Elus communaux, vos délégations sont‑elles valables ?
Dans une administration locale hiérarchisée, la délégation est un outil incontournable du fonctionnement administratif et politique. Trop souvent relativisée voire méprisée, la délégation, qui soulève des enjeux politiques et pratiques, est un sujet central du contentieux de la légalité.
S’il existe plusieurs sortes de délégations dont les caractéristiques diffèrent, toutes doivent en toute hypothèse répondre à quatre conditions pour être légales : la délégation doit être prévue par un texte, législatif ou réglementaire, faire l’objet d’une publicité, elle ne doit pas être interdite par un texte relativement à l’attribution faisant l’objet de la délégation, et ne peut être totale.

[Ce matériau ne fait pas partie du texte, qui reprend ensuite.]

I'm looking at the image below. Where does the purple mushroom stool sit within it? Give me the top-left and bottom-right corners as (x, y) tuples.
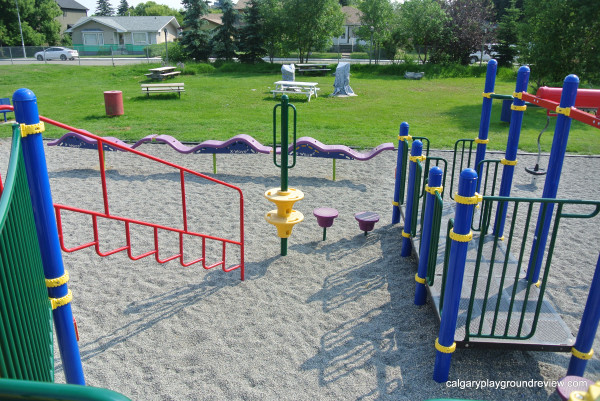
(354, 212), (379, 235)
(556, 376), (594, 401)
(313, 207), (338, 241)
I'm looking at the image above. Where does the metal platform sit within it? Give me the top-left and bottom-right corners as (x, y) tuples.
(408, 202), (575, 352)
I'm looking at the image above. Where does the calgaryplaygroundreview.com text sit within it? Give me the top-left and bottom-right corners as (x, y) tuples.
(446, 379), (588, 390)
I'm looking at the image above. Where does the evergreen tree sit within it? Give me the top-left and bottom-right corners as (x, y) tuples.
(213, 0), (238, 61)
(238, 0), (267, 63)
(181, 0), (211, 61)
(96, 0), (115, 17)
(117, 0), (129, 16)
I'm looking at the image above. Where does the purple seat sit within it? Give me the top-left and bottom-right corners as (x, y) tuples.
(354, 212), (379, 235)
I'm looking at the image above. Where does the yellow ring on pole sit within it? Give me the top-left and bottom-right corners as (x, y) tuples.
(571, 347), (594, 361)
(425, 185), (444, 195)
(450, 229), (473, 242)
(500, 159), (517, 166)
(20, 121), (46, 138)
(435, 338), (456, 354)
(454, 192), (483, 205)
(556, 106), (571, 117)
(46, 270), (69, 288)
(50, 290), (73, 310)
(408, 156), (427, 163)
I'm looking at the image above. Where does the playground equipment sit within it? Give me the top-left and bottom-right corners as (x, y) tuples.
(0, 89), (244, 390)
(392, 60), (600, 382)
(265, 95), (304, 256)
(313, 207), (338, 241)
(354, 212), (379, 236)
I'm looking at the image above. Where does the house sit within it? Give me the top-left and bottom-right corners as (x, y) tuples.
(66, 16), (180, 55)
(332, 6), (367, 53)
(56, 0), (88, 36)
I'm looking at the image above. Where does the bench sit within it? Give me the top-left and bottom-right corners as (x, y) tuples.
(142, 83), (185, 98)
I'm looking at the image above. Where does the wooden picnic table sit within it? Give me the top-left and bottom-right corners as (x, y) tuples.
(296, 63), (331, 75)
(145, 67), (181, 81)
(271, 81), (320, 102)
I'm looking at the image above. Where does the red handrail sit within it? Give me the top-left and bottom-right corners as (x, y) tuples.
(0, 105), (244, 280)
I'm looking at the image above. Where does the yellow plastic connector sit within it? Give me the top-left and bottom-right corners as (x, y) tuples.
(50, 290), (73, 310)
(46, 270), (69, 288)
(20, 121), (46, 138)
(435, 338), (456, 354)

Pour une meilleure efficacité dans la gestion des affaires courantes, le Code général des collectivités territoriales (CGCT) permet au conseil municipal de déléguer certaines de ses attributions au maire. Consentie à une fonction, la délégation de pouvoir (ou de compétence) consentie par le conseil municipal au maire implique que l’organe délibérant est dessaisi et ne peut plus intervenir dans le domaine ayant fait l’objet de la délégation. Il s’agit d’un véritable transfert de compétence. Il en va autrement s’agissant des délégations de fonction et de signature qui sont intuitu personae. La délégation de fonction attribuée par le maire à son adjoint n’a pas pour effet de le priver de ses pouvoirs en la matière. Il peut toujours revenir ou intervenir dans un domaine qui a fait l’objet d’une délégation de fonction.
Le maire conserve la responsabilité “de la surveillance et du contrôle” de la façon dont les adjoints ou conseillers municipaux délégataires exercent les fonctions déléguées. Les élus locaux doivent être prudents lorsqu’ils investissent un agent ou un élu d’une délégation de faire ou de signer puisqu’une faute du délégataire n’exonère jamais, en tant que telle, le maire de toute responsabilité. En revanche, sur le plan pénal, la responsabilité du maire ne pourra être recherchée que si ce dernier ne parvient pas à démontrer que le délégataire disposait des moyens d’exercer la compétence déléguée. Toute délégation doit être consentie par un organe normalement compétent, au profit d’un organe autorisé à recevoir une délégation, et concerner une matière susceptible d’être déléguée. Le conseil municipal ne peut déléguer l’ensemble de ses attributions, ni n’importe laquelle d’entre elles. La liste des matières pouvant être déléguées en “tout ou partie” est limitativement déterminée à l’article L. 2122-22 du CGCT. Seul le titulaire d’une compétence est à même de la déléguer. Impossible donc, pour le maire qui n’a pas reçu de délégation de pouvoir en matière de droit de préemption urbain, par exemple, de procéder à une subdélégation au profit d’un adjoint. De même, le maire peut à tout moment retirer une délégation dans l’intérêt du service.
Le Code général des collectivités territoriales ne limite pas le nombre de conseillers municipaux délégataires. Néanmoins, ces derniers ne pourront recevoir une délégation de fonction que tant que tous les adjoints seront titulaires d’une délégation de fonction.
Les élus, adjoints et conseillers municipaux, ne sont pas les seuls à pouvoir bénéficier d’une délégation : les agents peuvent également en être attributaires, notamment bénéficier d’une délégation de signature du maire, en toutes matières.
A toute fin, il faut distinguer la “délégation” de la “suppléance”, qui intervient en cas d’absence, suspension, révocation ou de tout autre empêchement du maire. Dans ces hypothèses, l’élu est provisoirement remplacé, dans la plénitude de ses fonctions, par un adjoint dans l’ordre des nominations et, à défaut d’adjoints, par un conseiller municipal désigné par le conseil, sinon pris dans l’ordre du tableau.